The prophet Jonah was sitting on top of the hill gazing over the great city of Nineveh. He had just finished preaching to them and the whole city repented. But, Jonah was not very happy. How could God show compassion and mercy to an enemy of Israel? While grumbling about this, overcome by frustration and depression, the Lord lovingly provides a vine for Jonah to give him shade and ease his discomfort. To involved in his misery, Jonah barely noticed God’s care and blessing.
The very next day was very hot along with a scorching wind. The Lord, in his wisdom, took away the vine and Jonah was left without any comfort from the shade. In desperation, Jonah cries out, “Please, Lord, grant me death. It would be better for me to die than to live!”
Like a father dealing with a young child’s tantrum, the Lord asks, “Jonah, do you really have a right to be angry about the vine?
Jonah replies, “You bet I do! I’m angry enough to die?
But the Lord says, “Yes, you have been very concerned about this vine, even though you did not tend to it or make it grow.” The Lord went on to explain to Jonah that there were 120,000 people who had no clue what they were doing in worshipping another god. Instead of wiping them off the face of the earth, which Jonah would have preferred, the Lord exhibited great compassion and concern by sending Jonah with a message of repentance.
A self-absorbed Jonah just didn’t get it.
The Lord provides great comfort during times when we need Him most. But how often do we recognize his blessings during these times, let alone acknowledge them? To help us draw attention to his grace and mercy, the Lord allows us to be exposed to the elements of a sinful world, and all it pain and suffering, to draw us closer to Him in order to receive a greater understanding of who He is.
There are times in our life where we feel like throwing in the towel — to quit; to stop trusting God and his promises; to be enticed into a sinful lifestyle and to stop trying to life a life pleasing to God. We complain to God and justify our actions by thinking that there are many undeserving people who have it much better than we do. They don’t deserve Your mercy, Your blessing, Your love. This becomes especially true when something is taken away from us—a job, a friend, a loved one, or even a dream. We get angry. We get upset. We cry out to God in our grief, “Take my life. It would be better for me to die than to live!!”
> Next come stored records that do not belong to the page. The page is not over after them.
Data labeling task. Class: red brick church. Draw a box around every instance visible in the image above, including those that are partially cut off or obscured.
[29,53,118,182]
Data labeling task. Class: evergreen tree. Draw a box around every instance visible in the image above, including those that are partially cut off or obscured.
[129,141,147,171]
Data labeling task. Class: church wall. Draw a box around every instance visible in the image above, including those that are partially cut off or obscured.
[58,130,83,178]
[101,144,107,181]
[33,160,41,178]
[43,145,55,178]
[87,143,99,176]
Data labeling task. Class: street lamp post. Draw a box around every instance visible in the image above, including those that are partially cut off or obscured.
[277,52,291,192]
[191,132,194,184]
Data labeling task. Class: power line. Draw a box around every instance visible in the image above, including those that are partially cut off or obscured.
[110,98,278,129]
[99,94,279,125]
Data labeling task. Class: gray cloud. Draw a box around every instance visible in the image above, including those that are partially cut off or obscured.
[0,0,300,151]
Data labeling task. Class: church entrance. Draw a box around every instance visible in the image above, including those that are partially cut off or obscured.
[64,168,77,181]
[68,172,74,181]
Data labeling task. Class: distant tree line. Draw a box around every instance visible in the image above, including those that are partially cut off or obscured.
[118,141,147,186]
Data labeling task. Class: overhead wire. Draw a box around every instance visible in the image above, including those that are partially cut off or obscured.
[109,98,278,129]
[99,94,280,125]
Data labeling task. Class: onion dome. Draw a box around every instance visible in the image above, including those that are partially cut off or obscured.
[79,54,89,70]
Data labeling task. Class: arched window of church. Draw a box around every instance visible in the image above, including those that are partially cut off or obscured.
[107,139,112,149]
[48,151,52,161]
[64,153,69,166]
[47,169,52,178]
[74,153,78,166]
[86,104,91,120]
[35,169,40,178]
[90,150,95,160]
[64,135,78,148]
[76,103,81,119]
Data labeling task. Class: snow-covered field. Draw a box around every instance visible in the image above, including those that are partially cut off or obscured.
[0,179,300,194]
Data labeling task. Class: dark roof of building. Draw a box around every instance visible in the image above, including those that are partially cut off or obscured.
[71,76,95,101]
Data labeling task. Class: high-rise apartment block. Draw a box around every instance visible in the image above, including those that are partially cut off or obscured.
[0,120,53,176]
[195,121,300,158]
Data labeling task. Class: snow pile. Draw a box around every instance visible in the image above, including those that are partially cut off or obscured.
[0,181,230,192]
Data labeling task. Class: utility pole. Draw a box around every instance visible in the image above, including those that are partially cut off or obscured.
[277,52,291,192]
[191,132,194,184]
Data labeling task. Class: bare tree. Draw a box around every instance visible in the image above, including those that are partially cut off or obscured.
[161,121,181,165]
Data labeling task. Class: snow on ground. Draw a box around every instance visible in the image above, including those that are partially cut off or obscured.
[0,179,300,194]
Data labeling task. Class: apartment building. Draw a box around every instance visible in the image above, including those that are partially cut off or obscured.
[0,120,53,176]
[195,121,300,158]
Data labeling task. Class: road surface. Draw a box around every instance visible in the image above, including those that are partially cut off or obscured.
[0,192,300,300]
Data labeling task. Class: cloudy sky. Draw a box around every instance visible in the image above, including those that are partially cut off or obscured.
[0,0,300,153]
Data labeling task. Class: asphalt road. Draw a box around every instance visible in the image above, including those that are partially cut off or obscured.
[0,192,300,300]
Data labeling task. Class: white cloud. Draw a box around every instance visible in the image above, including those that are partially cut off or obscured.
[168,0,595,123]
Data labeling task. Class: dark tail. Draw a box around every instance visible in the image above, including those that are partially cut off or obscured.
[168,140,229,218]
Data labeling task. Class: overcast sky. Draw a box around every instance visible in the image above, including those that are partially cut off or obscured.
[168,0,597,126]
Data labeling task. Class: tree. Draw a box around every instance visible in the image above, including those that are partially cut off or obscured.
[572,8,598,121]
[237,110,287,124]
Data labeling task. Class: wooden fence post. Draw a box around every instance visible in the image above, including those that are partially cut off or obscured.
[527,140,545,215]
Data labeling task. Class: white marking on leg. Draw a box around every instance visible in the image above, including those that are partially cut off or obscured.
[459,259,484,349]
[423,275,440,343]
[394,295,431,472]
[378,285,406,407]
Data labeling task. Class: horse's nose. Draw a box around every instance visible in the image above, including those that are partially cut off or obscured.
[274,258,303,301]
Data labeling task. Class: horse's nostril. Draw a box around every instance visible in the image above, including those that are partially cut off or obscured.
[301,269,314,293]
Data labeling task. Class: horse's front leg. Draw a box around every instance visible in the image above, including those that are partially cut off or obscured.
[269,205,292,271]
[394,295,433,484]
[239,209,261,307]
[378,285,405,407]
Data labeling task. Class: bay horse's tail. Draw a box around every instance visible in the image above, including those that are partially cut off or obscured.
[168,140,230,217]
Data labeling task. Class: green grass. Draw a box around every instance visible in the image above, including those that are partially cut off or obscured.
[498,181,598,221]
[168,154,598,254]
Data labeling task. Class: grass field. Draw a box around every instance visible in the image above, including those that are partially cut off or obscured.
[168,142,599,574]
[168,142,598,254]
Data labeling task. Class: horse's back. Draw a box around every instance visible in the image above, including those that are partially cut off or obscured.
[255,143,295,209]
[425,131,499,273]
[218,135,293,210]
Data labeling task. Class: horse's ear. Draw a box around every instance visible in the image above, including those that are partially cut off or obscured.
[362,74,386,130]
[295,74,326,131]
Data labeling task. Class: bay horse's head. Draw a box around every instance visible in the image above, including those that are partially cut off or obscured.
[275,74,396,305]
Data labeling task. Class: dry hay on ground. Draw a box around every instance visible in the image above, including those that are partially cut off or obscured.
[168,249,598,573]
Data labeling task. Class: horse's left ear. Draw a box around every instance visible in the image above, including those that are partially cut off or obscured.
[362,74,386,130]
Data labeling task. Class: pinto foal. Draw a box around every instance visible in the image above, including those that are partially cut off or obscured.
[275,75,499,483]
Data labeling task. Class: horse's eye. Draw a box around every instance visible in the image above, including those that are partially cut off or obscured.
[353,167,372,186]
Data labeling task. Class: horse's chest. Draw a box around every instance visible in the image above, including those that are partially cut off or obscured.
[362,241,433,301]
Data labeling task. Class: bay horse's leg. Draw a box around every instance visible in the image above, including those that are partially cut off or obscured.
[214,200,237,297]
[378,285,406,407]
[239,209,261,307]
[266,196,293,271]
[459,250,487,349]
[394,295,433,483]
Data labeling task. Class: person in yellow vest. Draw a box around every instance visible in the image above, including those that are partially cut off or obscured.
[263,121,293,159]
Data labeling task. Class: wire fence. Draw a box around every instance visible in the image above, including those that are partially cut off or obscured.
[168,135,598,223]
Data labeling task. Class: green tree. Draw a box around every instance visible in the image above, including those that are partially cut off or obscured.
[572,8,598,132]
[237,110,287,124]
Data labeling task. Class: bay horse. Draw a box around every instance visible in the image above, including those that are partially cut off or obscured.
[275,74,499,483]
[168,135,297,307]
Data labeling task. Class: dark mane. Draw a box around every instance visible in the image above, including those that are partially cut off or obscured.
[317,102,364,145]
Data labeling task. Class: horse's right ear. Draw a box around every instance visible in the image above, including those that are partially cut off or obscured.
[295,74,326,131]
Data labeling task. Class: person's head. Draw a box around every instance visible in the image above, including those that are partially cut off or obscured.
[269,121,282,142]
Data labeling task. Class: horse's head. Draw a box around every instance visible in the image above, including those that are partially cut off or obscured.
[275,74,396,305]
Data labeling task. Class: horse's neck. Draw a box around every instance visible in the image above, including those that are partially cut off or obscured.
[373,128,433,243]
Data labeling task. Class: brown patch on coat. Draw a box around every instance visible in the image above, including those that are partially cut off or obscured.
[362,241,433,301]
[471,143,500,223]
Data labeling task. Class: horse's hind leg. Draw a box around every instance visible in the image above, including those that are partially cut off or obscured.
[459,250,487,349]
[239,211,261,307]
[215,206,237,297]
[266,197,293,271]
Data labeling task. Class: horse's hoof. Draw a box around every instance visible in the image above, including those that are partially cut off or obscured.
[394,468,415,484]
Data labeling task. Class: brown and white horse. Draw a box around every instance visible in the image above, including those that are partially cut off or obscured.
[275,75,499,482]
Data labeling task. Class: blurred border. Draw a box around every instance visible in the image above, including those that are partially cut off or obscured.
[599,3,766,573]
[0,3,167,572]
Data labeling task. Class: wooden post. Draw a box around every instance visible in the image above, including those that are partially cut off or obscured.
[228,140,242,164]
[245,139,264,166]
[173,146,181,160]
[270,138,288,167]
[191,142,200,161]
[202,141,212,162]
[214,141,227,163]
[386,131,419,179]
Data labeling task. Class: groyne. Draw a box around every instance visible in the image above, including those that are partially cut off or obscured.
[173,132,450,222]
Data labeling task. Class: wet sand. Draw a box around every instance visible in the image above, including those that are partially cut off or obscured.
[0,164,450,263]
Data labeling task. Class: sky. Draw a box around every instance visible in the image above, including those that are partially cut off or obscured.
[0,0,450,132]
It is at this point that our loving God, who loves us far more than any parent, spouse or friend, tenderly reminds us that He is very concerned about us. He has our best interest at heart. He is the author of all blessings, not us. Everything that He does is for our good purpose. He is the one who molds us and shapes us — allowing us to be holy and set apart from the world. Whether that means to be blessed with worldly wealth or success, or a life of suffering and disappointment, it is God that determines whether to provide the comfort of a vine or allow us to be exposed to the element. All for a purpose that we can’t begin to fathom in this life.
It is helpful to remember that God not only has great concern for each of us, but also a great concern for our world. Instead of looking at results or circumstances to deepen our trust in God, why don’t we just look to Him—the author and renewer of our faith. He is God and deserving of our trust.